Le mode opératoire, désormais bien documenté, repose sur la séduction. Les recruteurs appâtent leurs proies avec des offres d’emploi mirobolantes, des formations à l’étranger, des promesses de rendement élevé et de garanties sans risque. Une fois le contact établi, la pression s’intensifie : frais d’adhésion exorbitants, encadrement coercitif, isolement dans des dortoirs collectifs. 

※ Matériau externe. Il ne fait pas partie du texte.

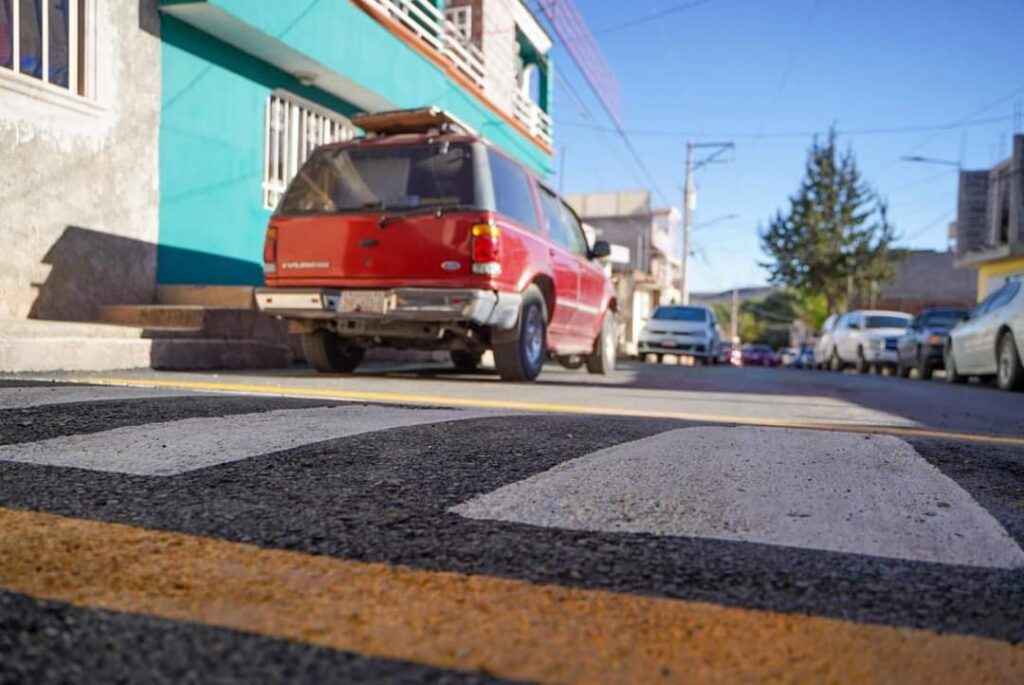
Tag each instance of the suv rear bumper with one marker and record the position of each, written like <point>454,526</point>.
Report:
<point>428,305</point>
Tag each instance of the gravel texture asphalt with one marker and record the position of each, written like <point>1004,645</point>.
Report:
<point>386,497</point>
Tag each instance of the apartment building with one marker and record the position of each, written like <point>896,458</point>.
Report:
<point>989,225</point>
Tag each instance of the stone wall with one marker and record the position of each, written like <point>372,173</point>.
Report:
<point>79,184</point>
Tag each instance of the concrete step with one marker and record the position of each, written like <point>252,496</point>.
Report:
<point>236,297</point>
<point>29,345</point>
<point>198,322</point>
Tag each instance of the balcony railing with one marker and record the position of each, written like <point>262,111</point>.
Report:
<point>537,121</point>
<point>428,24</point>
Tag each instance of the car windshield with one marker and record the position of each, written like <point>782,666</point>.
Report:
<point>943,319</point>
<point>882,322</point>
<point>382,177</point>
<point>674,313</point>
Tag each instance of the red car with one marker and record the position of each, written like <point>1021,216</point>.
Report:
<point>423,236</point>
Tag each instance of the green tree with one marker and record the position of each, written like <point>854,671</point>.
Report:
<point>835,240</point>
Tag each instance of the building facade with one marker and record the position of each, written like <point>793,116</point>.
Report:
<point>145,142</point>
<point>79,138</point>
<point>926,279</point>
<point>990,221</point>
<point>649,274</point>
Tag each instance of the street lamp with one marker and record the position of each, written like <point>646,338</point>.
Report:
<point>929,160</point>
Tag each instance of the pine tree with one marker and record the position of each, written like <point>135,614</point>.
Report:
<point>835,240</point>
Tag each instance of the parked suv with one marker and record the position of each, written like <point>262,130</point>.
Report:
<point>678,329</point>
<point>423,236</point>
<point>866,340</point>
<point>823,345</point>
<point>990,341</point>
<point>923,345</point>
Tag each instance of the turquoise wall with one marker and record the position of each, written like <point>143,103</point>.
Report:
<point>211,158</point>
<point>211,141</point>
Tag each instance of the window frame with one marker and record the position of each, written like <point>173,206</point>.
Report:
<point>292,148</point>
<point>81,86</point>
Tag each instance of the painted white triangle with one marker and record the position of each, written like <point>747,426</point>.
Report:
<point>825,490</point>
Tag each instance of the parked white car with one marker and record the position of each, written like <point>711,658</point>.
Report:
<point>685,330</point>
<point>866,340</point>
<point>989,342</point>
<point>823,345</point>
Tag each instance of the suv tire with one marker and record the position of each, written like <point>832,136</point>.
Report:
<point>572,361</point>
<point>602,359</point>
<point>519,353</point>
<point>330,353</point>
<point>1010,375</point>
<point>861,364</point>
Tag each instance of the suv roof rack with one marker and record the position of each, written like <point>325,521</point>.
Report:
<point>425,120</point>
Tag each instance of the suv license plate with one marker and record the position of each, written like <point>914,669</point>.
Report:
<point>366,302</point>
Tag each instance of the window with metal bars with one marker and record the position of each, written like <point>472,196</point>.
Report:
<point>48,41</point>
<point>294,129</point>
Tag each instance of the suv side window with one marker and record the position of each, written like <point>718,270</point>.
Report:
<point>578,240</point>
<point>512,194</point>
<point>1006,295</point>
<point>986,304</point>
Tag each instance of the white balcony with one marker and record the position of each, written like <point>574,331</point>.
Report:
<point>429,26</point>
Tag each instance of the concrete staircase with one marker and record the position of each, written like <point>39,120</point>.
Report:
<point>203,328</point>
<point>32,345</point>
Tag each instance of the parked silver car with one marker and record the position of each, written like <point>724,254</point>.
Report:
<point>989,342</point>
<point>866,340</point>
<point>685,330</point>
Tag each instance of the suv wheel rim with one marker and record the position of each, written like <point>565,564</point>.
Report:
<point>609,344</point>
<point>534,337</point>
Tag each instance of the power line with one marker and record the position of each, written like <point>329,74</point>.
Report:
<point>649,17</point>
<point>585,112</point>
<point>788,67</point>
<point>629,144</point>
<point>892,130</point>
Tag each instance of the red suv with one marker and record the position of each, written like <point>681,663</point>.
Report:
<point>422,236</point>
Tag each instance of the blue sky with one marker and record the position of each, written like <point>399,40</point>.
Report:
<point>736,69</point>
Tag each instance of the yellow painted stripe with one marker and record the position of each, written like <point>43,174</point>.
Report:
<point>501,627</point>
<point>508,404</point>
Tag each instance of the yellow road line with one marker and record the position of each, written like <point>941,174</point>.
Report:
<point>547,408</point>
<point>502,627</point>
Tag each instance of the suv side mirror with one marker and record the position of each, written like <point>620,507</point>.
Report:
<point>600,250</point>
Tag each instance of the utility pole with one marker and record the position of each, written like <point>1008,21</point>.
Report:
<point>689,204</point>
<point>688,198</point>
<point>734,317</point>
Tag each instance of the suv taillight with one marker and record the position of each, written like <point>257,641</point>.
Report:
<point>486,249</point>
<point>270,251</point>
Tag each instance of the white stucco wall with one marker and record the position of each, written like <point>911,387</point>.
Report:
<point>79,179</point>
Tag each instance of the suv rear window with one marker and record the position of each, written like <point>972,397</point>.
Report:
<point>382,177</point>
<point>673,313</point>
<point>512,195</point>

Un trafic transfrontalier bien huilé

Le réseau ne se limitait pas au territoire national. Les victimes originaires de la partie méridionale du Cameroun étaient convoyées via Garoua vers le Nigeria. Dans le sens inverse, des ressortissants étrangers, notamment tchadiens, étaient introduits dans les cellules locales de Yaoundé, aux quartiers Awae, Tam-Tam, Mvan et Nkozoa. Un véritable trafic transfrontalier qui faisait de ces jeunes des marchandises.

Face à l’ampleur du phénomène, le Colonel ATANGANA Fiacre Kisito lance un appel à la vigilance. Il exhorte les populations à se méfier des vendeurs d’illusions et des offres trop alléchantes, même lorsqu’elles émanent de proches. 

« Face à l’ampleur de ce phénomène, le Directeur Central de la Coordination Adjoint (DCC-A) a invité les populations à plus de vigilance et surtout à ne pas se laisser convaincre par des vendeurs d’illusions, des offres séduisantes d’entreprises en ligne ou des propositions alléchantes formulées par des proches. »

Le dossier judiciaire est loin d’être clos. Deux individus, formellement identifiés, sont activement recherchés. Ils seraient localisés en République Démocratique du Congo et en République Centrafricaine. Les treize mis en cause déjà interpellés seront présentés dans les prochains jours devant le Procureur de la République près le Tribunal de Grande Instance de Yaoundé.